Subgraph wrappers namespace the child graph, then invoke `child.run(...)`:

- `src/graph/subgraph/mod.rs`: shared-state and adapter subgraph nodes call
  `child.run(...)`.
- `src/graph/compiled/mod.rs`: `run()` explicitly persists no checkpoints
  without a thread id.

This means namespace isolation exists, but child checkpoint persistence is not
actually wired through the parent thread. Nested graph durability is weaker than
the namespace support implies.

Recommended fix:

- Add a child graph execution path that propagates the parent `thread_id`.
- Use a deterministic child namespace and parent checkpoint id linkage.
- Add tests proving child checkpoints persist and can be inspected/resumed under
  the parent thread.

### Medium: interrupts can return an unresumable interrupted status

When a node emits an interrupt, `persist_checkpoint` can return `Ok(None)` if no
checkpointer or thread id is configured, but the graph still returns an
interrupted execution status:

- `src/graph/compiled/mod.rs`: interrupt handling returns
  `ExecutionStatus::Interrupted`.
- `src/graph/compiled/mod.rs`: `persist_checkpoint` is a no-op without both a
  checkpointer and thread id.

That creates an interrupted run that cannot be resumed, even though the runtime
surface presents it as an interrupted execution.

Recommended fix:

- Require checkpointing and a thread id for interrupt-capable runs, or
  explicitly mark the result as non-resumable.
- Consider a separate error for "interrupt emitted without durability".
- Add tests for interrupt without checkpointer, interrupt with checkpointer but
  no thread, and interrupt with full durable configuration.

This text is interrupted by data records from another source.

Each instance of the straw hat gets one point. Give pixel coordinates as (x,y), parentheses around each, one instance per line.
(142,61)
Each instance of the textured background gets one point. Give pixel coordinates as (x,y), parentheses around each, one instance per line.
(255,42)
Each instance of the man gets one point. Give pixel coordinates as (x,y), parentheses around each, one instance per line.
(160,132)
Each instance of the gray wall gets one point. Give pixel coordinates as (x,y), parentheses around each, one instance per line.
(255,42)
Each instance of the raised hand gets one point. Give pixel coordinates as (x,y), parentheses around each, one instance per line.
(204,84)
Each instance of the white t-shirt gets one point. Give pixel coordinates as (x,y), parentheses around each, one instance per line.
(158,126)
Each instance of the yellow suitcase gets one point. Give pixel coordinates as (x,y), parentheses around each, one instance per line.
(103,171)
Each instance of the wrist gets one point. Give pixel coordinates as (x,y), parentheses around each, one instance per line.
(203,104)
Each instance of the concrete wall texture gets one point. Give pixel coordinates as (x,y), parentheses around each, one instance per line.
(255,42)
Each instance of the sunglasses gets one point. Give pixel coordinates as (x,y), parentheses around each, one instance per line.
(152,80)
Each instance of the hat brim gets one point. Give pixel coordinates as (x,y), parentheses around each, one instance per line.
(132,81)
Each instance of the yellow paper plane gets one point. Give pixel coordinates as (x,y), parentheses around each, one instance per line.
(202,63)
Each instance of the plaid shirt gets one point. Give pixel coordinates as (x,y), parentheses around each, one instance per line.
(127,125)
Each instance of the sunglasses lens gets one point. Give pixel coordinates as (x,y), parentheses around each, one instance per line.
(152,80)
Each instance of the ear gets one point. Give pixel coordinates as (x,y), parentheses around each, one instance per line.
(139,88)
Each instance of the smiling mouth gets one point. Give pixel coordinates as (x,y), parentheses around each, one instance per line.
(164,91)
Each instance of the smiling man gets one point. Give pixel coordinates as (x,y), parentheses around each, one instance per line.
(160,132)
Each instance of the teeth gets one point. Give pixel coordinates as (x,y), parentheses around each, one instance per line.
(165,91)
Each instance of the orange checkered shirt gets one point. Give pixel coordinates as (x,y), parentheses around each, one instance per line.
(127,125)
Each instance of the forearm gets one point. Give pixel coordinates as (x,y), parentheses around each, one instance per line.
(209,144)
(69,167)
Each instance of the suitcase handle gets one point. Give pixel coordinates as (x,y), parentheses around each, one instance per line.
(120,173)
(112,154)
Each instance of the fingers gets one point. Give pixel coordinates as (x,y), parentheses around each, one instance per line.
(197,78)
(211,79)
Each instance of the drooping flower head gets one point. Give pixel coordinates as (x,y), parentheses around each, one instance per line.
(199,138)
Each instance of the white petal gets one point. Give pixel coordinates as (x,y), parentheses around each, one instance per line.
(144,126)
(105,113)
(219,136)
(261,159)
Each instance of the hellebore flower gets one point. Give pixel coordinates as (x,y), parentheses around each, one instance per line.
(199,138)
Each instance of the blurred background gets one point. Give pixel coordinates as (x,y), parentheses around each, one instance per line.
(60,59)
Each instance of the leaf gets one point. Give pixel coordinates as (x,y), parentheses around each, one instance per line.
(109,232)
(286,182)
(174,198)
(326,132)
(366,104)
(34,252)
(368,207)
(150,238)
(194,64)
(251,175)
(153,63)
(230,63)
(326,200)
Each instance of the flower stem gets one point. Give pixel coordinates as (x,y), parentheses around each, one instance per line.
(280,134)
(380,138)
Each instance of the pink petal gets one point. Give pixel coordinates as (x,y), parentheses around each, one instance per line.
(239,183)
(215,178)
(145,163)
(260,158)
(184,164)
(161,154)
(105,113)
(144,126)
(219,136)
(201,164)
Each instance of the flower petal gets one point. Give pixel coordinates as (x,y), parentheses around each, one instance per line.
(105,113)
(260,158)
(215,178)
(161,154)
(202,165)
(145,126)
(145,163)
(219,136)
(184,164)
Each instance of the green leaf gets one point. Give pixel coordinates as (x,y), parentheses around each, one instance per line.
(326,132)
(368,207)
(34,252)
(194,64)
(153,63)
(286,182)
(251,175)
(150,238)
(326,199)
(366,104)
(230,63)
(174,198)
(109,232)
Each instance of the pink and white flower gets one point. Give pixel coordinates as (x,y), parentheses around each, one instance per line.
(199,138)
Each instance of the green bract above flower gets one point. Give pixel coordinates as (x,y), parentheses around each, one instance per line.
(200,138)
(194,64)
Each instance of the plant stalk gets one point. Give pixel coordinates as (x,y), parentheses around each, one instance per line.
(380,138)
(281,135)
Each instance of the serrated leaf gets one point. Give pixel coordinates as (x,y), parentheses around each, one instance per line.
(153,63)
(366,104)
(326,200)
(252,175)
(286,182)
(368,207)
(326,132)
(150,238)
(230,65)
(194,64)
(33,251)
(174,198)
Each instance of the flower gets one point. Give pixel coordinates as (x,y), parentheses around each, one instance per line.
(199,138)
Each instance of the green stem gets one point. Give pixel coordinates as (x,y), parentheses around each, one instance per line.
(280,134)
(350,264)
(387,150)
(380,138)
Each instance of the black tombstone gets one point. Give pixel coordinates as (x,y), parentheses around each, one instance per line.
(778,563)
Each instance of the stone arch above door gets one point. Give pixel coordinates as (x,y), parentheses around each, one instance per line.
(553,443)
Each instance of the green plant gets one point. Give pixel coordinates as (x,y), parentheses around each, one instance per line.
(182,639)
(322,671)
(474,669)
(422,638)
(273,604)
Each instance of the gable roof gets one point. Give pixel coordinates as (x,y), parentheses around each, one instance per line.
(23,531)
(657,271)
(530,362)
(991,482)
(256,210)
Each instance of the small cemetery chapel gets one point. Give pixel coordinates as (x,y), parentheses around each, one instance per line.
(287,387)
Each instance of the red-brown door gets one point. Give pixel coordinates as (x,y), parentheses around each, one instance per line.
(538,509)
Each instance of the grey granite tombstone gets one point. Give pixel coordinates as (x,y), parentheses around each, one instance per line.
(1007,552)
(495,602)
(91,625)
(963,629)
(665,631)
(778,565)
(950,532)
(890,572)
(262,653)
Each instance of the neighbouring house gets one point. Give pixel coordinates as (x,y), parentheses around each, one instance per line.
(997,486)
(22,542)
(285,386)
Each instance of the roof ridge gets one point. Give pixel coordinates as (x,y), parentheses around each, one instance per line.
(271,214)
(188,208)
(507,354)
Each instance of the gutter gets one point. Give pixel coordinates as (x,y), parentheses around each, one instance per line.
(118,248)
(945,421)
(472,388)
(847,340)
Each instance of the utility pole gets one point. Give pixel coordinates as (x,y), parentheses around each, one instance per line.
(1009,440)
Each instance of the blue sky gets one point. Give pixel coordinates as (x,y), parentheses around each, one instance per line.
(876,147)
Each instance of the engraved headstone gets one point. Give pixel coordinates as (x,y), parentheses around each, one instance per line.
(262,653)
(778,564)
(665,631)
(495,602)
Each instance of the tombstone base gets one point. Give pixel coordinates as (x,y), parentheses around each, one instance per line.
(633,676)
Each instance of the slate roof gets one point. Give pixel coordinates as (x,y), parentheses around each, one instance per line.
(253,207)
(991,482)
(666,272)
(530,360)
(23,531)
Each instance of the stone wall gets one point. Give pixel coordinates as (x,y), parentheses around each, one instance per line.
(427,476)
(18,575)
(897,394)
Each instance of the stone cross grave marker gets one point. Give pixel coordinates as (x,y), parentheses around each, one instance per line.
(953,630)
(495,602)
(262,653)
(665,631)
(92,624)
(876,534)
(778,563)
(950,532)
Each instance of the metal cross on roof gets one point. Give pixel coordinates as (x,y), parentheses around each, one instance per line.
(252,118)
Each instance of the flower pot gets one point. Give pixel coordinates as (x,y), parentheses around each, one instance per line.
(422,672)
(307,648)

### Low: event listeners can deadlock the sink

`EventSink::emit` holds the sink mutex while invoking every listener:

- `src/harness/events/mod.rs`: listener callbacks run while the lock is held.

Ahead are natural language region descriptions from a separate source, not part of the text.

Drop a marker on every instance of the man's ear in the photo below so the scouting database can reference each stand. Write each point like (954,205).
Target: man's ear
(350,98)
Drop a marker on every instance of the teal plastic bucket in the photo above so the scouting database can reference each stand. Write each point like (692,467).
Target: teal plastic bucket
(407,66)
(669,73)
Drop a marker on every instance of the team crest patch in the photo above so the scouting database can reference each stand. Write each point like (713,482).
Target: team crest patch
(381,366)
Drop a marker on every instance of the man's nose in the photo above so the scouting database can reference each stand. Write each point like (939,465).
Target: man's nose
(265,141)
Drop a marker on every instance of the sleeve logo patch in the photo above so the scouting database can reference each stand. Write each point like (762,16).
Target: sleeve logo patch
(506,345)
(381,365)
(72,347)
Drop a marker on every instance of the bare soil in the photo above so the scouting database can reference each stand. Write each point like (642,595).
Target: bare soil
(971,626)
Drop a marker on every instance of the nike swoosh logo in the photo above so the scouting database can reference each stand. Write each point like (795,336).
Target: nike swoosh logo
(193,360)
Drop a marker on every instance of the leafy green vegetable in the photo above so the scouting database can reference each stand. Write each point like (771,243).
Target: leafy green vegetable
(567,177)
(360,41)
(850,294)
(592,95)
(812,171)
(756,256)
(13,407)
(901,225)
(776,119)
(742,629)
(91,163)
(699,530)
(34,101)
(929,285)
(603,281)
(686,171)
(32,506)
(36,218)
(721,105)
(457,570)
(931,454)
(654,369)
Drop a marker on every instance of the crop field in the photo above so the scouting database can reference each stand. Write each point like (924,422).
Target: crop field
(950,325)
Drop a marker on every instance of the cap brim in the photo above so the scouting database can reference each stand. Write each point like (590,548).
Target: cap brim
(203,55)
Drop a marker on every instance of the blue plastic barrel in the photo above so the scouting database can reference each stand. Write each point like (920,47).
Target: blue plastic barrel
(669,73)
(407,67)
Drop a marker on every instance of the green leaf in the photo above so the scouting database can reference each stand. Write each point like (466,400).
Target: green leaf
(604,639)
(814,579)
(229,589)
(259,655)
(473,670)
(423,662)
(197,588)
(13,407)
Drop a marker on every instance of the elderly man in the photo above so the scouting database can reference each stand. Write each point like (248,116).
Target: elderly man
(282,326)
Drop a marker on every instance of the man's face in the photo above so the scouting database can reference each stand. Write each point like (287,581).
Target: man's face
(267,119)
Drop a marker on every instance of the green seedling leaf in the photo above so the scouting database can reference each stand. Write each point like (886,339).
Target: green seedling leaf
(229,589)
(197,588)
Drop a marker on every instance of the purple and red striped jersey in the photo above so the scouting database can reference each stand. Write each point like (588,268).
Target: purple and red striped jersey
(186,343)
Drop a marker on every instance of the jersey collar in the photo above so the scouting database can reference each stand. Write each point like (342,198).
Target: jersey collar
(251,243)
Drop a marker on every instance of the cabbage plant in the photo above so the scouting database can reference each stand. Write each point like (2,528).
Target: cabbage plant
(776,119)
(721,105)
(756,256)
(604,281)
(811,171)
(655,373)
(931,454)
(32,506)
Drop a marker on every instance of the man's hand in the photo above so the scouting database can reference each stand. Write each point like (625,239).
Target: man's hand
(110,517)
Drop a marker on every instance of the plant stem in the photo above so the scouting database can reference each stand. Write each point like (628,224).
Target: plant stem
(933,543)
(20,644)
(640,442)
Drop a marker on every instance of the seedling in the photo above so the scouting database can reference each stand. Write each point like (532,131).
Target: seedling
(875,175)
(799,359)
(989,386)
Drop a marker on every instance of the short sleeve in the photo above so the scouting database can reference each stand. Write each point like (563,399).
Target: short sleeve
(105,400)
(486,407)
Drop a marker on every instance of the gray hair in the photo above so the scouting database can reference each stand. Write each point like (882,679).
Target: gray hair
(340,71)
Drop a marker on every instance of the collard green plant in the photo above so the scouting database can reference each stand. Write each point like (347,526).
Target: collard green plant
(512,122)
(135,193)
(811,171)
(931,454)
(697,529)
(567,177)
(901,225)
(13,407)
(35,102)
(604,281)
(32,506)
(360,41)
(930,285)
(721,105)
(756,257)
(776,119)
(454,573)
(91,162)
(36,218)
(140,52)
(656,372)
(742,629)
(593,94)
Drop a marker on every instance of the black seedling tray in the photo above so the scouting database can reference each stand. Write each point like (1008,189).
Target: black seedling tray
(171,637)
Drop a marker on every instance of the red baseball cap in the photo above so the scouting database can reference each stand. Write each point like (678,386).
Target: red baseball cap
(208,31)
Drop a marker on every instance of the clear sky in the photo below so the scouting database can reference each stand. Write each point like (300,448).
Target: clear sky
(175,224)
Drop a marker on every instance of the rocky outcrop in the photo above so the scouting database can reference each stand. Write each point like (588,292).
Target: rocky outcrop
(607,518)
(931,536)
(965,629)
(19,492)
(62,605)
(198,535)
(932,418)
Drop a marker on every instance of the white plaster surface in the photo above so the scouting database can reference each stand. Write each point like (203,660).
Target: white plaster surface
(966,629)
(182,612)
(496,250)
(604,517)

The docs warn listeners not to call back into the same sink, but the
implementation can avoid this class of deadlock.

Recommended fix:

- Clone the listener list under lock, release the lock, then notify listeners.
- Add a test with a listener that emits to another sink and, if supported, a
  guard test for same-sink callback behavior.

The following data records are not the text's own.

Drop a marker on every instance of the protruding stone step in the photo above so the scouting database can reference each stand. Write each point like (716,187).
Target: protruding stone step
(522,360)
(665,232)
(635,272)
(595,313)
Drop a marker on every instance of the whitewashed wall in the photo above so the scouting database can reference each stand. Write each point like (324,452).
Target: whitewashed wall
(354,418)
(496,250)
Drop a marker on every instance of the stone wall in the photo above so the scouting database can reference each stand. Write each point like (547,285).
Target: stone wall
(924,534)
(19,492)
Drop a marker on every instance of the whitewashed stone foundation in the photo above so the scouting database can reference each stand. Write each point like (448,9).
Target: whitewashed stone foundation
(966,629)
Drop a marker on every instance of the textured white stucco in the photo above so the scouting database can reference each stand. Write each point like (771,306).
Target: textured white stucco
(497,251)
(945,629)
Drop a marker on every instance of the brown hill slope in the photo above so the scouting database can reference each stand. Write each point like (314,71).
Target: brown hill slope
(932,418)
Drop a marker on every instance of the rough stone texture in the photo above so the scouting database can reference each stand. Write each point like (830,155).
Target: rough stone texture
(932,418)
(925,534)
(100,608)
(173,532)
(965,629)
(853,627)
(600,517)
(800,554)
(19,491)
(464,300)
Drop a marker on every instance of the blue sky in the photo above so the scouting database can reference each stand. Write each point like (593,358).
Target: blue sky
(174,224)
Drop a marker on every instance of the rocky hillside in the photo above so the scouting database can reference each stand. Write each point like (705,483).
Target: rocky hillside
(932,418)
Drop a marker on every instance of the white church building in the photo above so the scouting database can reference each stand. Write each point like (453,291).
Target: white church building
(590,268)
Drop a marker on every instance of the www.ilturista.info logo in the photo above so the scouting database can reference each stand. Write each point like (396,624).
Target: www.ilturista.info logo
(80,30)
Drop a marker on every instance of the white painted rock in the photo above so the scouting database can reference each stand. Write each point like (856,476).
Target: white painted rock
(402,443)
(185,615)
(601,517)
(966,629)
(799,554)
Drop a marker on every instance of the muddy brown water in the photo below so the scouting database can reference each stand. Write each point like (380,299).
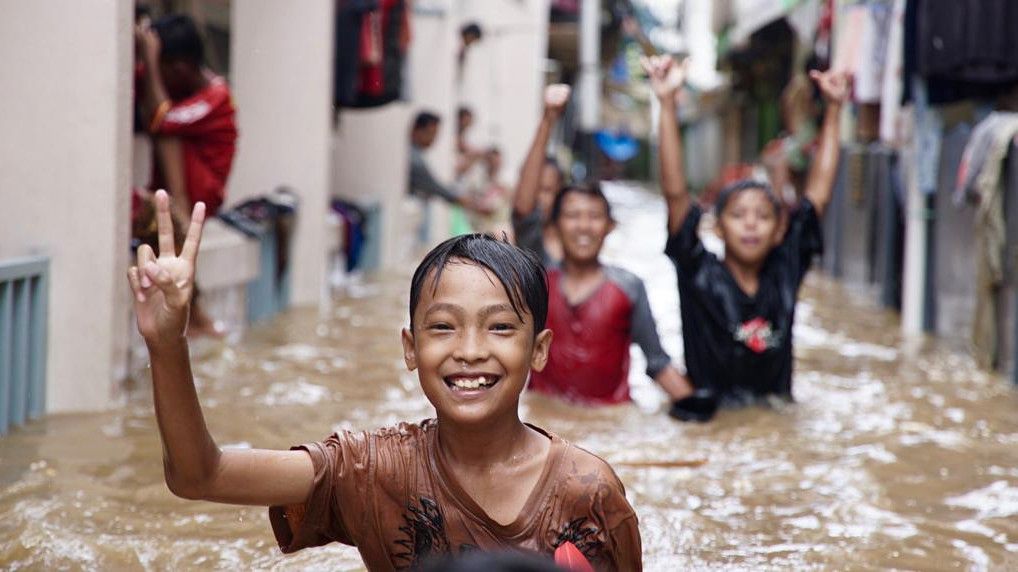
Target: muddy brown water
(898,454)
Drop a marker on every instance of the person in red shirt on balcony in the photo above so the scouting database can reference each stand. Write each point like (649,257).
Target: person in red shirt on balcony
(189,113)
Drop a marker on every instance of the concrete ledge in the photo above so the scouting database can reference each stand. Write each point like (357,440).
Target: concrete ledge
(227,258)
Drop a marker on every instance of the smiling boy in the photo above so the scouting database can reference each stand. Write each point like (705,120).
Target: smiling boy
(596,310)
(475,477)
(737,312)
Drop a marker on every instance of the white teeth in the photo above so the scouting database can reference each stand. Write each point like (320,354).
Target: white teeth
(471,383)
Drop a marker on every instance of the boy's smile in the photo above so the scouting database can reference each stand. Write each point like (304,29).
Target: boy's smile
(472,351)
(749,227)
(582,224)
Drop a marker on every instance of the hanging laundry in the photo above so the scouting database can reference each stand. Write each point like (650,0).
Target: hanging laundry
(372,42)
(979,180)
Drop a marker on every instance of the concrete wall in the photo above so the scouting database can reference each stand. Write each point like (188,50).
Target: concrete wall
(372,159)
(281,57)
(504,75)
(65,82)
(432,76)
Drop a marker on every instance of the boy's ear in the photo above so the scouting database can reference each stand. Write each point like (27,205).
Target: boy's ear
(409,353)
(779,233)
(542,345)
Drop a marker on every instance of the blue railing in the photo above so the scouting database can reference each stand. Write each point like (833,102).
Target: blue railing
(23,300)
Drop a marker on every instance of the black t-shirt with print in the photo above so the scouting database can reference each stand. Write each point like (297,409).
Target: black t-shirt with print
(739,345)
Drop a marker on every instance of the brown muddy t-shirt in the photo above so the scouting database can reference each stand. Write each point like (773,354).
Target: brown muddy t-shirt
(389,494)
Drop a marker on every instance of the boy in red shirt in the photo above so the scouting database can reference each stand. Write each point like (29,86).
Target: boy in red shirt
(474,477)
(595,310)
(189,113)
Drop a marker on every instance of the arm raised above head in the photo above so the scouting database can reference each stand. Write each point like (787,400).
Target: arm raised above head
(667,78)
(525,197)
(193,464)
(835,86)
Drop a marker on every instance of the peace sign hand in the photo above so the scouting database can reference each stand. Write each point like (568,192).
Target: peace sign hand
(163,285)
(667,75)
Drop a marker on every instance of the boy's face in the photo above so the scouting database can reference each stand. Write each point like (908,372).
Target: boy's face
(749,226)
(473,354)
(178,78)
(582,226)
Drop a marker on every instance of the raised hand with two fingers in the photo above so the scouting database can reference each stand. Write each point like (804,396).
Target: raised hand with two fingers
(163,284)
(667,75)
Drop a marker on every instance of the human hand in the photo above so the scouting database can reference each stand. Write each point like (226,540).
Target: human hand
(556,98)
(163,285)
(667,76)
(834,86)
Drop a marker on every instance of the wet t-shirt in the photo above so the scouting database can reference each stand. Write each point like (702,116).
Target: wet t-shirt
(736,344)
(588,360)
(390,494)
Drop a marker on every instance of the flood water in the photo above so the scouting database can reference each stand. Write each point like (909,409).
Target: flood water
(897,455)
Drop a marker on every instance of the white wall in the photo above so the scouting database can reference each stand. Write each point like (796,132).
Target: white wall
(372,160)
(433,87)
(504,75)
(65,80)
(281,66)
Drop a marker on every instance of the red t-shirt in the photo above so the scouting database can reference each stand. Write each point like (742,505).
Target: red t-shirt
(205,123)
(588,360)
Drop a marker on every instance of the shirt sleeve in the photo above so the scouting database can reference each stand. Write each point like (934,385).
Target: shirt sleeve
(684,247)
(337,504)
(644,332)
(625,549)
(804,239)
(194,116)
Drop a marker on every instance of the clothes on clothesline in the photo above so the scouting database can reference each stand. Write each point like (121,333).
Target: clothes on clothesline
(372,42)
(979,181)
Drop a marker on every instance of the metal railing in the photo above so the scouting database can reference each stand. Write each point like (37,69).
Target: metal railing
(23,300)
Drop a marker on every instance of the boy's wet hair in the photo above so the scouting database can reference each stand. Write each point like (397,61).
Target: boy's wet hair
(179,40)
(426,119)
(519,272)
(587,189)
(729,191)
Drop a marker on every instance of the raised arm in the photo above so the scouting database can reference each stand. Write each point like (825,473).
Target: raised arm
(835,88)
(525,197)
(194,467)
(667,77)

### Low: response cache keys use 64-bit FNV-1a

The response cache key is deterministic, but not collision-resistant:

- `src/harness/cache/mod.rs`: `cache_key` uses a 64-bit FNV-1a hash over the
  canonical request JSON.

This is acceptable for local tests and short-lived in-process caches, but risky
for any shared, durable, multi-tenant, or untrusted-input cache.

Recommended fix:

- Use a stronger hash for durable/shared caches, or store and compare the
  canonical request bytes alongside the hash.
- Document the current key as non-cryptographic and local-cache oriented.

## Stale Prior Finding Resolved

A prior audit found that `cargo build --all-targets --features openai` failed
because the feature-gated OpenAI module was missing. That is no longer current:
`src/harness/providers/openai/` exists and both build and test paths pass with
the `openai` feature enabled.

## Verification

Commands run from the repository root:

- `cargo fmt --check`: passed
- `cargo build --all-targets`: passed
- `cargo build --all-targets --features openai`: passed
- `cargo test`: passed
- `cargo clippy --all-targets -- -D warnings`: passed
- `cargo clippy --all-targets --features openai -- -D warnings`: passed
- `cargo test --features openai`: passed

Observed test coverage from the commands:

- Default unit tests: 421 passed.
- Default doctests: 40 passed, 1 ignored.
- `openai` feature unit tests: 432 passed.
- `openai` feature doctests: 42 passed, 1 ignored.
- Live OpenAI tests ran and passed in this environment when the `openai` feature
  was enabled.

## Prioritization

Fix order should be:

1. Central tool argument validation.
2. OpenAI invalid tool-argument JSON handling.
3. Model capability enforcement.
4. Runtime `Command::goto` target validation.
5. Durable subgraph checkpoint/thread propagation.
6. Interrupt durability guardrails.
7. Event sink lock narrowing.
8. Stronger cache key story for shared/durable caches.